Housing costs such as mortgage interest payments and council tax are not included in the CPI measure, although they are a factored into the retail prices index (RPI) measure of inflation, which also dropped month on month to 2.7% from 2.8%.
Inflation-beating wage growth is likely to be seized upon by the government, which has been repeatedly attacked by the Labour party for the fall in living standards despite strong economic growth.
However, a return to pre-crisis wage levels is still some way off.
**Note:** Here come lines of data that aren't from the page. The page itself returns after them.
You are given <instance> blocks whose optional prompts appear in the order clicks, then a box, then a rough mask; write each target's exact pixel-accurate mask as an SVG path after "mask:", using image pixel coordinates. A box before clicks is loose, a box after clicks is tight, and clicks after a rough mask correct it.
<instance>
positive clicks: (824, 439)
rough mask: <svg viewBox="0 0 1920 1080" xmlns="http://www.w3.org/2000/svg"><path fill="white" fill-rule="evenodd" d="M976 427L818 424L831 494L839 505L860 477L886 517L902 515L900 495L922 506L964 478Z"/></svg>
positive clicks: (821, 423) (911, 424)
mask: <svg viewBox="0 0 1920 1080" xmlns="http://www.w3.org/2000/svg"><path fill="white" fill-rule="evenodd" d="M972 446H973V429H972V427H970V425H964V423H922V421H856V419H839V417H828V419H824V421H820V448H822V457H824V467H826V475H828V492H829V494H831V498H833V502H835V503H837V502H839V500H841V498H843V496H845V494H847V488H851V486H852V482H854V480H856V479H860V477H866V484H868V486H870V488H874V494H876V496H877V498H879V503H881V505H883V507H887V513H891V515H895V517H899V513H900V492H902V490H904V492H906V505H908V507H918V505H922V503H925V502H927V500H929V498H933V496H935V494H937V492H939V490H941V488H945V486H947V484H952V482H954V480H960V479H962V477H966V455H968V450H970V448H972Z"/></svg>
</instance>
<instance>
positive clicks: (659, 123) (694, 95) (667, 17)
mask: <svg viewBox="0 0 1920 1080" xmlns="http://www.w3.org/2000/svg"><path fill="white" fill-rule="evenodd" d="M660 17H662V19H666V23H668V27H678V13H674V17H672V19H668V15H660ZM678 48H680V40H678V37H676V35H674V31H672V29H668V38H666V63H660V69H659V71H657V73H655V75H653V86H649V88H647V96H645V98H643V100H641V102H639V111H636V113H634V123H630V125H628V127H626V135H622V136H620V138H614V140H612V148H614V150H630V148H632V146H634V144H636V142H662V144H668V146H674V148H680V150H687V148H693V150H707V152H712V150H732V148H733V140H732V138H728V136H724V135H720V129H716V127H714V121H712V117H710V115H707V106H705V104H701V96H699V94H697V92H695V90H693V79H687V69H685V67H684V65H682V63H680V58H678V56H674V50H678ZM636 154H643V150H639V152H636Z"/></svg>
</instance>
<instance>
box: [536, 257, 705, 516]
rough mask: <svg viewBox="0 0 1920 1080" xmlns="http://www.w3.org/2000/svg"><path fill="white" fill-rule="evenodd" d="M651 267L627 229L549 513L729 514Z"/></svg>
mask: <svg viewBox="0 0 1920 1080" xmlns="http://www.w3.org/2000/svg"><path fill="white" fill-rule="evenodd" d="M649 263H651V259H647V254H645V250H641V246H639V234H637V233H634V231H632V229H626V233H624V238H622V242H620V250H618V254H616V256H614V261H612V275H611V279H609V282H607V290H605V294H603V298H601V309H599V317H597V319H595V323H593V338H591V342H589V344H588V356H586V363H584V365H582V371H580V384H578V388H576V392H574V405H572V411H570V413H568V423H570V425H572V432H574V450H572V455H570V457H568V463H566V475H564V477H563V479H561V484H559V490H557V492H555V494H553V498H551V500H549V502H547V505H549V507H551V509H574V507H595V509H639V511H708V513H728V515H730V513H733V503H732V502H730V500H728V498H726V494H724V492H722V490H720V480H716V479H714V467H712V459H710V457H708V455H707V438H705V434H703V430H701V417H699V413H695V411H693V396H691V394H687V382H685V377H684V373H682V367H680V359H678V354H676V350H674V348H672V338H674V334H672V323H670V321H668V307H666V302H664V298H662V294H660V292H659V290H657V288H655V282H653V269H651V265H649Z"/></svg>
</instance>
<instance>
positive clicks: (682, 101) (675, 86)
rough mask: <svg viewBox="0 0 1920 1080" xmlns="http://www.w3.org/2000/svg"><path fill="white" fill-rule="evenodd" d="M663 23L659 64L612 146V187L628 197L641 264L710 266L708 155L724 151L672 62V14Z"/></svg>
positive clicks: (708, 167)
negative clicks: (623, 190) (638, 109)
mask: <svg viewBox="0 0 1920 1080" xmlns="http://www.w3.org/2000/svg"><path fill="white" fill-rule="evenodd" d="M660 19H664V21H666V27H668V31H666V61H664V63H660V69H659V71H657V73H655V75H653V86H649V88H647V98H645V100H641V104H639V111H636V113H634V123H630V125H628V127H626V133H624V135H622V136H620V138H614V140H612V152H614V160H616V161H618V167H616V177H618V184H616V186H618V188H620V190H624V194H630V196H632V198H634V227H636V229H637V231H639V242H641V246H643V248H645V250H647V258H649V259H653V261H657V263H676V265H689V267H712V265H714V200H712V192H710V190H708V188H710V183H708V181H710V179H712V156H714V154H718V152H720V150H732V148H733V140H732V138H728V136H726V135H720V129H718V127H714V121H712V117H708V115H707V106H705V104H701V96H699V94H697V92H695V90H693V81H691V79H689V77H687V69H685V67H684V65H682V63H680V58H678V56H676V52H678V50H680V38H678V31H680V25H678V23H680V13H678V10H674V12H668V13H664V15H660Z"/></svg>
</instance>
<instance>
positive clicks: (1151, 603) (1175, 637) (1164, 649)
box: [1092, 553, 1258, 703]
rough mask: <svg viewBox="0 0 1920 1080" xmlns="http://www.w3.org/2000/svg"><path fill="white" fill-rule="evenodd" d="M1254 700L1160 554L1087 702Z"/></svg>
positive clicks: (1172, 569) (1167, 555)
Think tank the National Institute of Economic and Social Research said last month wages were unlikely to rise above their 2009 peak until 2019 or 2020.
And quickening pay growth, while welcome, also brings with it the threat of interest rate rises. ‘If we see growth of wages and salaries pick up sharply in coming months, concerns about the feed-through to higher inflation will intensify, as will the pressure on policymakers to take some of the heat out of the economy via a first hike in interest rates,’ said Williamson.
Good news for savers
But while both inflation and interest rates remain at low levels, it creates a mixed picture for savers. ‘Lower inflation means savers are likely to continue to suffer low interest rates. However, for a few, lower inflation will mean their savings now generate a real return,’ said Adrian Lowcock, senior investment manager at stockbroker Hargreaves Lansdown.
Comparison site Moneyfacts.co.uk has calculated that with 1.7% interest rates, basic rate taxpayers would need to find a savings account paying 2.13% to beat inflation, while those on the higher rate would need to find one paying 2.83%.
It said that of 600 non-ISA accounts on the market, 37 manage to beat the effects of both tax and inflation. In the ISA market, 79 out of 214 offer inflation-beating rates.
The best fixed rate ISAs are being offered by Skipton building society, which pays 3% over five years. The highest rate available on a fixed rate bond is available through FirstSave, which offers 3.5%, although that does require savers to lock away their money for seven years. Shawbrook Bank offers the highest rate for a five-year bond, at 3.1%.